You can make a Kake Kutter by sawing the base off of a fired .30-06 shell and chamfering the case mouth.
If you really have to have one, the 310 Tool boolit sizing chambers come up pretty often on the auction sites. The most common are 0.311" and 0.358" (nominal). These were designed for plain base boolits, or, at most, gas-check designs with the slip-on Ideal gas checks. I don't know how they would work with the newer Hornady crimp-on type. They are pretty much for the subsistence reloader, who loads a box of shells a year; kind of tedious for the typical modern reloader who wants a reasonable number of reloads for the time expended, but the "experience" is always interesting, of course.
You might also look for a replacement 0.311" expander plug for your expander die; it should have a belling flare at the top which might make seating the cast boolits easier at the next step.
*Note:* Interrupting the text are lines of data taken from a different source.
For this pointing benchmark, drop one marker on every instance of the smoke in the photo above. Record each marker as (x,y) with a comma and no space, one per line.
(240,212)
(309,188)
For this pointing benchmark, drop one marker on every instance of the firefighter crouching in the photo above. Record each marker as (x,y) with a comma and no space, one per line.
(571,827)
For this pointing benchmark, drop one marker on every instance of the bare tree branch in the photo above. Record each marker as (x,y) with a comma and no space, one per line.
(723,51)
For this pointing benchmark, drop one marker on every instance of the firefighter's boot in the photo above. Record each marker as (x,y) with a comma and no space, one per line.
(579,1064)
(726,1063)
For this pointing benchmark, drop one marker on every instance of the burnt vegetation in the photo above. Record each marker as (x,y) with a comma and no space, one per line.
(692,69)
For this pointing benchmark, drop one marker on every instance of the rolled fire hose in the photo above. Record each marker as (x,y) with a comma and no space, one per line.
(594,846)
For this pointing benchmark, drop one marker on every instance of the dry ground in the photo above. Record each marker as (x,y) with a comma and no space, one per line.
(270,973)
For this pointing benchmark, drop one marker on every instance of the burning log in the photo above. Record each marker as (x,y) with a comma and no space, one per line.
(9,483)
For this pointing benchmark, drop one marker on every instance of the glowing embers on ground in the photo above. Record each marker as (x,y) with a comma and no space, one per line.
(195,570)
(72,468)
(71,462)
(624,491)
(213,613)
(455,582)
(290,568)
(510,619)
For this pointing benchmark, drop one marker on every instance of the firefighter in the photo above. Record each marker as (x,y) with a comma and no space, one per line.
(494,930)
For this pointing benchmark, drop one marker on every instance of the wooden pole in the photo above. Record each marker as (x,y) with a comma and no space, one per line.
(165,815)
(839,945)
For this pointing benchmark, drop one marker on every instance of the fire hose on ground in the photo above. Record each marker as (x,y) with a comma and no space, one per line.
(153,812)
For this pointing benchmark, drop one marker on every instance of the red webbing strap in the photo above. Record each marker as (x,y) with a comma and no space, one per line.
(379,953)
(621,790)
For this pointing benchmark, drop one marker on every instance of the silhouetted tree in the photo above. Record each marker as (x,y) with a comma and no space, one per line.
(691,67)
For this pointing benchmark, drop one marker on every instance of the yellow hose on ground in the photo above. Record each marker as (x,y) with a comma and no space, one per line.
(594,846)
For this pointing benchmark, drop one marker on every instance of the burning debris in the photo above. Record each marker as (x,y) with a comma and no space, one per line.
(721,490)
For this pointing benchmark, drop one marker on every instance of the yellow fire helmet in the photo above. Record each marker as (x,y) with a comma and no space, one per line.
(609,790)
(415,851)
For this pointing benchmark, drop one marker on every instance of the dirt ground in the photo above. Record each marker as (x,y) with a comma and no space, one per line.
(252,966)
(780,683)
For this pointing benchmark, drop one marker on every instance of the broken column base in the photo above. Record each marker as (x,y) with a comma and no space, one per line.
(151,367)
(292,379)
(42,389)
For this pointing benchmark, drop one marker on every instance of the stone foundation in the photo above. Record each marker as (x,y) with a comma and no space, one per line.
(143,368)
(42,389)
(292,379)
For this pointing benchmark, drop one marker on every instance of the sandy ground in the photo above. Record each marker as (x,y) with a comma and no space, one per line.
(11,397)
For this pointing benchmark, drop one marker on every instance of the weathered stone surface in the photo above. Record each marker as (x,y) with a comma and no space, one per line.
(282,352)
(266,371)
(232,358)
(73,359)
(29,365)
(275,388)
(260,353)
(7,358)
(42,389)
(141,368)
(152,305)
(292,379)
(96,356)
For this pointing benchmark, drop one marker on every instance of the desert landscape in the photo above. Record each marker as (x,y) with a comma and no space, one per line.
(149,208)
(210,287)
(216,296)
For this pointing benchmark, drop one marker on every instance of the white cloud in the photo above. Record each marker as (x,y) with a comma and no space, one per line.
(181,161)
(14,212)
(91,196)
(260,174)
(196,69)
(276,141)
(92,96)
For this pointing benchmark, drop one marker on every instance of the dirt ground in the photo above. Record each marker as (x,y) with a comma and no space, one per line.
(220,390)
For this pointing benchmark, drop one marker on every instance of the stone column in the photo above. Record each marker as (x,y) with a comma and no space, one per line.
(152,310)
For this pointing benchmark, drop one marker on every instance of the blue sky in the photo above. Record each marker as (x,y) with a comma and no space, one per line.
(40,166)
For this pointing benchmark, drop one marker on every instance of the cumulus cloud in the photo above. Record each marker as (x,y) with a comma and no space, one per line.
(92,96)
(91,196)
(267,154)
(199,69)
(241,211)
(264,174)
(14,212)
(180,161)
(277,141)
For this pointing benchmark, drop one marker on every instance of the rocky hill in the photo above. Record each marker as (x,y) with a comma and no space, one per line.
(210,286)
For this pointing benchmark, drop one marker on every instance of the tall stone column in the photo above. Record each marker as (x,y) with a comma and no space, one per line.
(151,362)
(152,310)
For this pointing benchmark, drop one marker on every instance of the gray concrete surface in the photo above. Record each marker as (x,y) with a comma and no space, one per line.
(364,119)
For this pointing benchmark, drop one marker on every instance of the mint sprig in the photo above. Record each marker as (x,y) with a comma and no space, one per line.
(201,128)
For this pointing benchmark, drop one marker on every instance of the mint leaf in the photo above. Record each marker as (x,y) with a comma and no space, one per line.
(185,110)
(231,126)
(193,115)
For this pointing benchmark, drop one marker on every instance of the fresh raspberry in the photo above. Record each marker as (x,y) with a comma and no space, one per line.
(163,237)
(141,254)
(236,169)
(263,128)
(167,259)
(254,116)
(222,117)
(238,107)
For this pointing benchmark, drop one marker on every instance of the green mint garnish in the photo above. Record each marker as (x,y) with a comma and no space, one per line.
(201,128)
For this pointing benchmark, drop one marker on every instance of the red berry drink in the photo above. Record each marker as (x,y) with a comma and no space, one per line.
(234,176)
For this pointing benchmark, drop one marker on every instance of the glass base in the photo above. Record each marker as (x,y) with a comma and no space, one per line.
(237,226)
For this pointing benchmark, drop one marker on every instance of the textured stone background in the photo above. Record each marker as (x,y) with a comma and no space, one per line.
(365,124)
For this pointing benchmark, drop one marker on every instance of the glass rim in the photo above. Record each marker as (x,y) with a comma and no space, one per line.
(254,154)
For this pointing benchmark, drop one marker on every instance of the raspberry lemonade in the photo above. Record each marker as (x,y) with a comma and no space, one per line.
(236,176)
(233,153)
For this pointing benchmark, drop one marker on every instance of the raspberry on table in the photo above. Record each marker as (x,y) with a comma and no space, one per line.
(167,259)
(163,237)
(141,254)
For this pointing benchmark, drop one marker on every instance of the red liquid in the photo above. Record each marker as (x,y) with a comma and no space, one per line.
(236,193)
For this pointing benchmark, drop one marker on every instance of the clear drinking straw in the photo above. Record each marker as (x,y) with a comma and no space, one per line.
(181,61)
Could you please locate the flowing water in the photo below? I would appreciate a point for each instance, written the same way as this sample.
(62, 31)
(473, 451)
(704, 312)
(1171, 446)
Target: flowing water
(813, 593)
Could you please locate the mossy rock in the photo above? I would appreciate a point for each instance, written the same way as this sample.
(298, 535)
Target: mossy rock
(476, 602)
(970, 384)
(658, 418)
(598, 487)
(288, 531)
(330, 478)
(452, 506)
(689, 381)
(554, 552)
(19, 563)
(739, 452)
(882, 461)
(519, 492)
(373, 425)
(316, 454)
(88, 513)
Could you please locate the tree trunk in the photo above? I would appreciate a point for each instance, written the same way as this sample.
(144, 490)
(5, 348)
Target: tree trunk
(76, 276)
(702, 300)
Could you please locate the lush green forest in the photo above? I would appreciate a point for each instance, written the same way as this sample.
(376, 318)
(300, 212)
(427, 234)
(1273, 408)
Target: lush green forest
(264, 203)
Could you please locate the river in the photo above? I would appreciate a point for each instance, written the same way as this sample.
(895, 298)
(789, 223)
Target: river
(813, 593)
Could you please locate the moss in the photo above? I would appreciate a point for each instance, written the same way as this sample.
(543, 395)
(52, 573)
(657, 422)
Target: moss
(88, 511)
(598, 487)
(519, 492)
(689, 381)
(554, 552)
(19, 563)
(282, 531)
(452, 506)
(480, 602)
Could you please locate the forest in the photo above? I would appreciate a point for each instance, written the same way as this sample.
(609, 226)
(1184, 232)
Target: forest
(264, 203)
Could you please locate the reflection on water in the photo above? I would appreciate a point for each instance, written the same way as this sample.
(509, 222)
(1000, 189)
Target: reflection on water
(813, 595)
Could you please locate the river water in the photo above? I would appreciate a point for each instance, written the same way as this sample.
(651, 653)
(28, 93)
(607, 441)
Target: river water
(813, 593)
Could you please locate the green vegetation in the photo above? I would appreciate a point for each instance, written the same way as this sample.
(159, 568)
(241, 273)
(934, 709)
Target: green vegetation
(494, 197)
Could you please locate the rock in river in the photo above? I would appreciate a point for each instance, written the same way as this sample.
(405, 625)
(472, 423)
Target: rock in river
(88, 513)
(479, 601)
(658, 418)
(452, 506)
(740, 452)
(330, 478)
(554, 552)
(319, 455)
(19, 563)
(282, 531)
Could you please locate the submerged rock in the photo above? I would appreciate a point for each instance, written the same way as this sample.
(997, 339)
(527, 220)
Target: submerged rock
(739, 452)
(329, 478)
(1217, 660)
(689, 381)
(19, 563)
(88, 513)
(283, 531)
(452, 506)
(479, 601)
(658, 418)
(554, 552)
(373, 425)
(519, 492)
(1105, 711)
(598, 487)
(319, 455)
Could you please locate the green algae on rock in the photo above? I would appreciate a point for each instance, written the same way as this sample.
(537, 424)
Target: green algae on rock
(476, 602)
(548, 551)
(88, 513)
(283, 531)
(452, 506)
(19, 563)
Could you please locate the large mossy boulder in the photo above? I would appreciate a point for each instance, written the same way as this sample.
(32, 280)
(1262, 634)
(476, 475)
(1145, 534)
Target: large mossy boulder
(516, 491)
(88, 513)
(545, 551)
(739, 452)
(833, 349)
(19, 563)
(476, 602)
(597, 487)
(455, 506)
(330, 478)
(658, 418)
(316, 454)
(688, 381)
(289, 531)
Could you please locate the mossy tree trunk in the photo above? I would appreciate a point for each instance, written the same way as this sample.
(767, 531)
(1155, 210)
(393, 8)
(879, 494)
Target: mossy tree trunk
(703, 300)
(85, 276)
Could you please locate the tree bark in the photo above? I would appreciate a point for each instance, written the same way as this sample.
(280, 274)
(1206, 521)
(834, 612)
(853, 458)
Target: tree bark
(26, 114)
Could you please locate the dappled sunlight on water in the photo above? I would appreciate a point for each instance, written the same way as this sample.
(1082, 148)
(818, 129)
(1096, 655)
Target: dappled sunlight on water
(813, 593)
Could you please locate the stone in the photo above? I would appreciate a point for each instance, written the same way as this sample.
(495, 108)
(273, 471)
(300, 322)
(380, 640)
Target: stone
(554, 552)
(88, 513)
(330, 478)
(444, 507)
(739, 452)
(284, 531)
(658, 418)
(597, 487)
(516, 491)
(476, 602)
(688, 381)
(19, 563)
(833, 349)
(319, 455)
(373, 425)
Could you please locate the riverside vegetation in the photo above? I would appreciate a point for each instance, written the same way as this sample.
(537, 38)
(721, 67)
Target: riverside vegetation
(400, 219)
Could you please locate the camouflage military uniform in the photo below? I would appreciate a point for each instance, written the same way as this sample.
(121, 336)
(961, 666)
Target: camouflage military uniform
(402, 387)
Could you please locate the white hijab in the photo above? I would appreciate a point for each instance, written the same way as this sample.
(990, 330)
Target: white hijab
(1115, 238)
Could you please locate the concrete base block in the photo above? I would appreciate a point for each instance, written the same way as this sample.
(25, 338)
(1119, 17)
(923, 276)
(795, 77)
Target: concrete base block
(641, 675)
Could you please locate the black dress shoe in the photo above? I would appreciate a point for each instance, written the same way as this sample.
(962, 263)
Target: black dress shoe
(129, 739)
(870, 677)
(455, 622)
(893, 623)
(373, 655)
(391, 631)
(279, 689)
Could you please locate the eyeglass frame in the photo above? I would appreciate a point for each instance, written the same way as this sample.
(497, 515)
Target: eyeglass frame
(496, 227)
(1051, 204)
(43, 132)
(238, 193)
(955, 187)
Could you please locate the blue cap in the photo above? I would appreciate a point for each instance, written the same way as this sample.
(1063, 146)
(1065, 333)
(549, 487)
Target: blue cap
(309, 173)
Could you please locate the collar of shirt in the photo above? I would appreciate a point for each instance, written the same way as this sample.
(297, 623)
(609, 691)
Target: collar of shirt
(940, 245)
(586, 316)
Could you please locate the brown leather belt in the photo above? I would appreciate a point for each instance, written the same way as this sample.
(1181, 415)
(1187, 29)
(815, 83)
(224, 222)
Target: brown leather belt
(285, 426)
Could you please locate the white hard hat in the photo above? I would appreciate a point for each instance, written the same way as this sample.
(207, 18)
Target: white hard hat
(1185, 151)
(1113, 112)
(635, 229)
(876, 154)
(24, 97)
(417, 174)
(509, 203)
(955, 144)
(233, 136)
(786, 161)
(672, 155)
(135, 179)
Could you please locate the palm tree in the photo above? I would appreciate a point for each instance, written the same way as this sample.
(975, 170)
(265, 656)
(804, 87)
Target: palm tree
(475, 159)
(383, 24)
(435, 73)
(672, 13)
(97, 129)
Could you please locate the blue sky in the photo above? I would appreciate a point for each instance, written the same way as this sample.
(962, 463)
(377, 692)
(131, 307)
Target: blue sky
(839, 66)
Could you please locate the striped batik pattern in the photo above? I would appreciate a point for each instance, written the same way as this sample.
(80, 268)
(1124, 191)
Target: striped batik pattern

The 0.308" expander, as you say, is for jacketed bullets.
The dies don't have to screw all the way to the bottom of the spigot on the tong tool. Screw the muzzle resizer in until the neck is reduced to the depth of the seated boolit and lock it there. Lock the expander die just at the point the case mouth is slightly flared, and make up a dummy cartridge and set the seater die and seating screw accordingly and lock them in.
You should have no problem using the tool if you can find dies for the .270 Win, the .280 Rem and other shells similar in length to the .30-06. Shorter, like the ,250 Savage or .243 Win, might or might not work, depending on how long the spigot on the tongs is and how deep you can screw the dies in. It's just a matter of trial and error.